1. Keep a diet record. Maybe for a day. Maybe for a week. Write down every time you eat from the fruit of the tree of the knowledge of good and evil. Every time you think to yourself about someone else, or even yourself, “That was/is wrong. That bothers me.” At the end of the fast, see if there is any correlation between your diet and how animated you are by love vs. how animated you are by other motivations. When you’re done, show it to somebody who you think is animated by love. See if they respond to you with judgment, or by joining you in asking for you to be filled with the knowledge of God’s will for you with regard to your spiritual nutritional habits.

2. Try a judgment fast. Maybe for a day. Maybe for a week. Every time you think to yourself about someone else, or even yourself, “That was/is wrong. That bothers me,” follow it up with the prayer: “I’m sorry, Lord, the only forbidden thing that matters to me is that I’m not allowed to eat that fruit.

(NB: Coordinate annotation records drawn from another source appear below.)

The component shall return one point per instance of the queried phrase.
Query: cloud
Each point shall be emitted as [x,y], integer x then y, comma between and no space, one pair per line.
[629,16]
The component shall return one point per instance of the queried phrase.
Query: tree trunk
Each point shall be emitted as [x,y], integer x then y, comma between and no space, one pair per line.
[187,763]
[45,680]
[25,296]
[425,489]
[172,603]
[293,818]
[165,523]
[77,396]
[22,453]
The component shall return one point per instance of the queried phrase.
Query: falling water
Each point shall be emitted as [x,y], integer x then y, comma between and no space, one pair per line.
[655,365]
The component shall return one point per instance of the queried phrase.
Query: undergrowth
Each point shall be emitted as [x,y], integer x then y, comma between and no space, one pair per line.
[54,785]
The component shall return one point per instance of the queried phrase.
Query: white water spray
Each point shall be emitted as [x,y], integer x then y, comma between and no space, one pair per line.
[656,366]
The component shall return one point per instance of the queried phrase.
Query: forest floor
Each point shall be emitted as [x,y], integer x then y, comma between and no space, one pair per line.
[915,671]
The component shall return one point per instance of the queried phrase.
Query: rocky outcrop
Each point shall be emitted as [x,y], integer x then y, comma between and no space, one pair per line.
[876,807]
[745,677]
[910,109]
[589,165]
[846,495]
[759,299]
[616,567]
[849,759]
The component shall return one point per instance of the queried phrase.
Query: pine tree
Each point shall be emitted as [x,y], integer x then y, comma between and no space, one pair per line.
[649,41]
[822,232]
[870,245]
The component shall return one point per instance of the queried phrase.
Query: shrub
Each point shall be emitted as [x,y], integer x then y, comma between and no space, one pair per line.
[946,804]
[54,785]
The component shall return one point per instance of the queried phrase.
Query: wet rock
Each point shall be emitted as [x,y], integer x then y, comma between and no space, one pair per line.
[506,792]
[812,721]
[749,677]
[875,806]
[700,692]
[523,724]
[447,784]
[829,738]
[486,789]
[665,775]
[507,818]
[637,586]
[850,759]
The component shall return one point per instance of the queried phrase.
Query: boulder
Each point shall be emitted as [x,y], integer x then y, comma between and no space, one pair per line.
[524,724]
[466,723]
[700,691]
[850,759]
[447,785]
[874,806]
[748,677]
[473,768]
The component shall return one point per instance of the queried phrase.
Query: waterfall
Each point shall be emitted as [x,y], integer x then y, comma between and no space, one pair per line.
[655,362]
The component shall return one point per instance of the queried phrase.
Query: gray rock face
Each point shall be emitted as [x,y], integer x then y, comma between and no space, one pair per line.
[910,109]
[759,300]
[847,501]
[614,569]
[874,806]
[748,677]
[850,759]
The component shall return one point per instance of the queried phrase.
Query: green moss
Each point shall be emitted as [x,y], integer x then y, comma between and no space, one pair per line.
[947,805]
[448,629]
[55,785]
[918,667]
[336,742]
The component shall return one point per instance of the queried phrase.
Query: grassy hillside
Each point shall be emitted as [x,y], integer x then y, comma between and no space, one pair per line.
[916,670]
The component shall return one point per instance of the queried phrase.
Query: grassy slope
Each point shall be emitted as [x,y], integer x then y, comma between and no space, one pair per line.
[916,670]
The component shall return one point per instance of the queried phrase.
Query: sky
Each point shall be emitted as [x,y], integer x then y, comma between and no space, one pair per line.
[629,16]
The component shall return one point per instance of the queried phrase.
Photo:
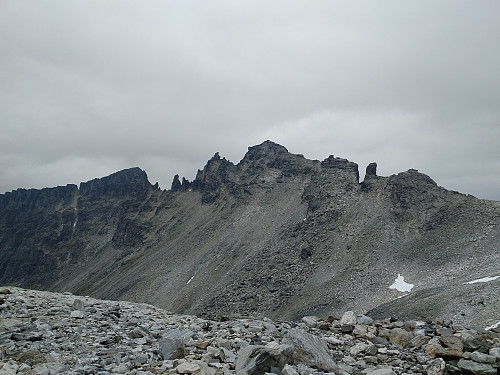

3. Ask for some of what he’s having. Start your day for a week with this prayer: Jesus, fill me with the knowledge of your will for me towards every person and decision and situation, because I want all the wisdom and understanding that the Spirit gives, and nothing else. Use that prayer again whenever you’re tempted to eat from the tree of knowledge of good and evil throughout the day. And then, in faith, love, decide, act out of the knowledge that comes after that prayer.